Divorce creates a cascade of urgent considerations for all involved as the marriage comes to an end, not the least of which is deciding how to handle the care and nurturing of the children. Finding a balance between the needs of the child and the wishes of the parents makes family law cases quite complex.
Every state has different provisions regarding child custody. Under North Carolina’s laws, a custody case must be filed in the child’s home state where the child has lived for at least six months. Within North Carolina, parents may file for custody either in the county in which the child resides or is physically present, or in the county in which the parent resides.
Grandparents, relatives or other caregivers may also file for custody or visitation under certain circumstances. North Carolina recognizes grandparent rights, and in cases of neglect, abuse or if the parents are unfit to care for the needs of the child, relatives or non-relatives may be granted visitation or custody rights.
The best interests of the child
The court will weigh custody decisions based on the standard of what is in the best interest of the child. Some factors a judge will consider are:
- The parents’ living arrangements
- Each parent’s ability to care for the child
- The child’s relationship with each parent
- History of domestic violence
While the courts do not favor one parent over another in a custody hearing, these and other factors, such as the child’s preference if he or she is of the age of discretion, will determine the ruling on custody and visitations rights of the parents.
Types of custody
The court may grant one or both parents legal or physical custody. Legal custody is the right to make major medical, educational and religious decisions about the child, while physical custody is the right to have the child in one’s physical care.

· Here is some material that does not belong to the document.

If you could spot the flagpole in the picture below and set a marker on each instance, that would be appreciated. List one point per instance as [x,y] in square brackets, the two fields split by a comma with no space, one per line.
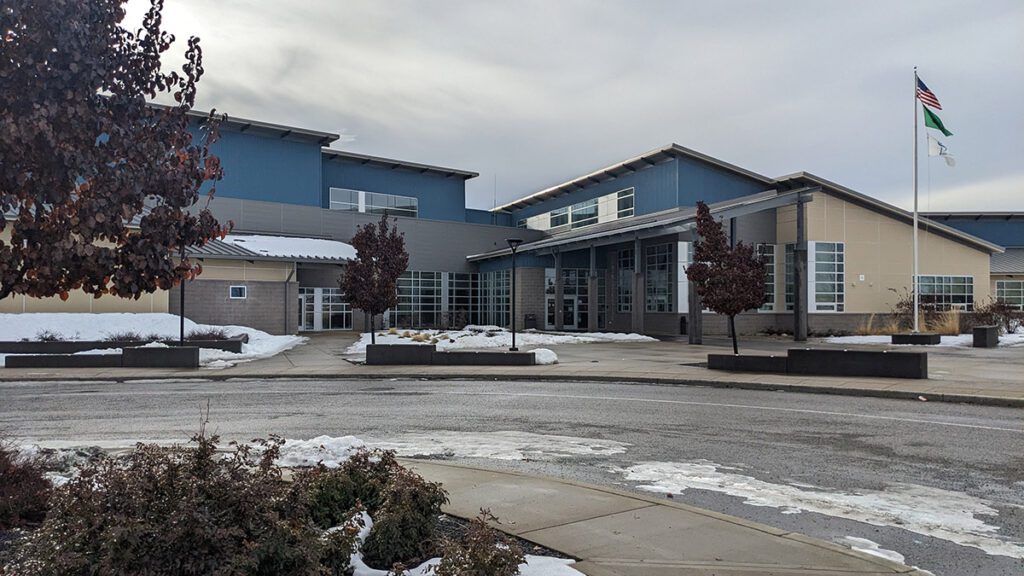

There is also sole or joint legal or physical custody. A parent with sole legal or physical custody means that they may make important decisions without first consulting the other spouse, and that the child lives only with that parent.
With joint physical custody, parenting time is split evenly between the parents, and there may also be situations where one parent has primary custody while the other parent is granted secondary custody, which may mean every other weekend custody or scheduled dinner visits.
It is important for parents to seek experienced legal guidance before appearing in court or negotiating a parenting plan so that they can protect their rights as parents and do what is best for the children.